ガーイクワード家(ガーイクワードけ、マラーティー語:गायकवाड Gāyǎkǎvāḍǎ, 英語:Gaekwad/Gaikwad)は、西インドグジャラート地方を支配したマラーター同盟の諸侯(サルダール)。1801年以降はヴァドーダラー(バローダ)藩王国となる。首都はヴァドーダラー

名称[編集]

ガーイクワードのほかに、ガエクワード、ガーイクワール、ガエクワールなどさまざまな名称がある。マラーティー語本来の読みではガーイクヴァード(Gāyakavāḍa)となる。

歴史[編集]

成立[編集]

ガーイクワード家の当主ピラージー・ラーオ・ガーイクワードは、もともとマラーター王国の武将の一人であった[1]
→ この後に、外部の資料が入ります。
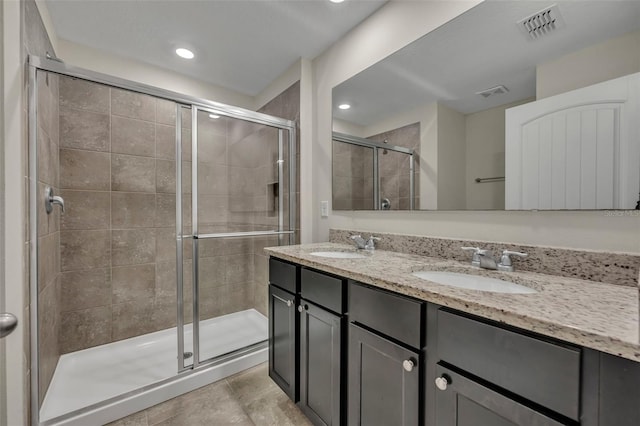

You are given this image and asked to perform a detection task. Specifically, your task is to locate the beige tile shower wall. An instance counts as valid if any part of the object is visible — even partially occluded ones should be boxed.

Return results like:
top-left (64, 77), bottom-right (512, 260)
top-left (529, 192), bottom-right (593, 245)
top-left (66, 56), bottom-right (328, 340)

top-left (367, 123), bottom-right (420, 210)
top-left (58, 77), bottom-right (185, 353)
top-left (37, 72), bottom-right (61, 401)
top-left (252, 81), bottom-right (300, 315)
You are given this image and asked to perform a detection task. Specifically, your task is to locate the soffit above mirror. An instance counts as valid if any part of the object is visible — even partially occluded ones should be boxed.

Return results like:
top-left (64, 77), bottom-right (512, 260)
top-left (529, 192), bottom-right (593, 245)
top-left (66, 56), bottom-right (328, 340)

top-left (333, 1), bottom-right (640, 126)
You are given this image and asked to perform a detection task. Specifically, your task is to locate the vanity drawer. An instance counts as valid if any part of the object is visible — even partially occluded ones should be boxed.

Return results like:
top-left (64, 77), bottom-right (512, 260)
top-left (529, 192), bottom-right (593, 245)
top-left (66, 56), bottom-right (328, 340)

top-left (269, 257), bottom-right (299, 294)
top-left (437, 310), bottom-right (580, 421)
top-left (300, 268), bottom-right (347, 314)
top-left (349, 281), bottom-right (425, 349)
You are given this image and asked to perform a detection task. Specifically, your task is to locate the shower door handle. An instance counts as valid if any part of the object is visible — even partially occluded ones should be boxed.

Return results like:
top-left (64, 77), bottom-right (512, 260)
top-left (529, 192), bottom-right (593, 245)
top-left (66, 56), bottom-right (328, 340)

top-left (0, 313), bottom-right (18, 339)
top-left (44, 186), bottom-right (64, 214)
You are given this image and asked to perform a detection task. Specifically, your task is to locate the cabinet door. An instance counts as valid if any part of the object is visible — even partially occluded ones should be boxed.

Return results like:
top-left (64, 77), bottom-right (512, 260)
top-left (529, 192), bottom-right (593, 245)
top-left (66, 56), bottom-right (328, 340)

top-left (299, 299), bottom-right (343, 426)
top-left (269, 285), bottom-right (297, 401)
top-left (436, 365), bottom-right (564, 426)
top-left (349, 324), bottom-right (421, 426)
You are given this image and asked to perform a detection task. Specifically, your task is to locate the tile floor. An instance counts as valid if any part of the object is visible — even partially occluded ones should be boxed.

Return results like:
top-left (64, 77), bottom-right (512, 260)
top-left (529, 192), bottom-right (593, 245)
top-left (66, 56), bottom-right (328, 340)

top-left (109, 363), bottom-right (311, 426)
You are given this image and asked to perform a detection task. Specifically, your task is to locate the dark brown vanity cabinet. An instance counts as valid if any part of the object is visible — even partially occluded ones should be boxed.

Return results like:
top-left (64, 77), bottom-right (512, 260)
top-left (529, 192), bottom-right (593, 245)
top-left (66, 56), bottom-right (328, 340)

top-left (269, 258), bottom-right (299, 402)
top-left (348, 282), bottom-right (425, 426)
top-left (269, 258), bottom-right (640, 426)
top-left (298, 268), bottom-right (347, 426)
top-left (435, 365), bottom-right (574, 426)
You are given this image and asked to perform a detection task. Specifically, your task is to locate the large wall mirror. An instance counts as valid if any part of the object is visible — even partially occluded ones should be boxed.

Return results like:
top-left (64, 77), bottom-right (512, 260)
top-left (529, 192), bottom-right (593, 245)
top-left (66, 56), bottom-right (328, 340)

top-left (333, 0), bottom-right (640, 210)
1720年代、マラーター王国宰相バージー・ラーオの命により、ピラージー・ラーオはチャウタサルデーシュムキーを徴収するためグジャラート地方への遠征を行った[2]。1726年にはソーンガドに拠点を築いた[3]

1730年、マラーター王国の軍総司令官トリンバク・ラーオ・ダーバーデーがグジャラートを自己の版図と見なし、ニザーム王国の援助のもと反乱を起こした[4]。そのため、バージー・ラーオは反乱鎮圧に向かい、ピラージー・ラーオもこれに協力した。

1731年4月、ピラージー・ラーオは宰相バージー・ラーオとともにトリンバク・ラーオをダバイーで打ち破った(ダバイーの戦い[5]。これにより、グジャラートの支配を認められたマラーター諸侯(サルダール)としてのガーイクワード家が誕生した[6]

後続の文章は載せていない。